- Born: United States
- Education: Juris Doctor, Master of Business Administration
- Alma mater: University of North Carolina University of California, Los Angeles
- Occupations: Prosecutor, International Criminal Law Specialist
- Years active: 35 years
- Known for: Head of the UN Independent Investigative Mechanism for Myanmar; International Co-Prosecutor at the Extraordinary Chambers in the Courts of Cambodia

= Nicholas Koumjian =

Human rights and international criminal law specialist

Nicholas Koumjian is an American prosecutor specializing in international criminal law. He is currently the Head of the United Nations Independent Investigative Mechanism for Myanmar (IIMM) and has held significant roles in multiple international criminal tribunals.

== Early life and education ==
Information on Koumjian's early life is limited. He earned a Juris Doctor from the University of North Carolina and a Master of Business Administration from the University of California, Los Angeles.

== Career ==
Koumjian has over 35 years of prosecutorial experience in both domestic and international courts. He has served in key positions in several international criminal tribunals, contributing to major cases involving war crimes and crimes against humanity.

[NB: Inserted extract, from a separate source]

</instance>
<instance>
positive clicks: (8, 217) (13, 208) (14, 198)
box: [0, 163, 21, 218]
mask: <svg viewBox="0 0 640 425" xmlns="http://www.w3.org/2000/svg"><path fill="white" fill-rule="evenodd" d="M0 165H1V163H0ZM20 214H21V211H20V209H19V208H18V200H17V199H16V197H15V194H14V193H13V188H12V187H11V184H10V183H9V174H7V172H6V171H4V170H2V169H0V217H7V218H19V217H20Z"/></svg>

=== International Criminal Tribunal for the Former Yugoslavia (ICTY) ===
Koumjian worked as a Trial Attorney at the ICTY, where he was involved in cases concerning war crimes committed during the Yugoslav Wars.

=== Bosnia and Herzegovina War Crimes ===
He served as an International Prosecutor in the War Crimes Section of the Prosecutor’s Office for Bosnia and Herzegovina, addressing crimes committed during the Bosnian War.

=== Special Court for Sierra Leone (SCSL) ===
Koumjian held the position of Principal Trial Attorney and Senior Appeals Counsel at the SCSL. He was a key figure in the prosecution of former Liberian President Charles Taylor, who was convicted for aiding and abetting war crimes and crimes against humanity during the Sierra Leone Civil War.

===Extraordinary Chambers in the Courts of Cambodia (ECCC) ===
From 2013 to 2019, Koumjian was the International Co-Prosecutor at the ECCC, focusing on cases related to the Khmer Rouge regime's crimes.

== Contributions and recognition ==
Koumjian's work has played a role in advancing international criminal justice, particularly in setting legal precedents for the prosecution of war crimes, crimes against humanity, and genocide. His efforts have contributed to accountability measures for international crimes and the protection of human rights.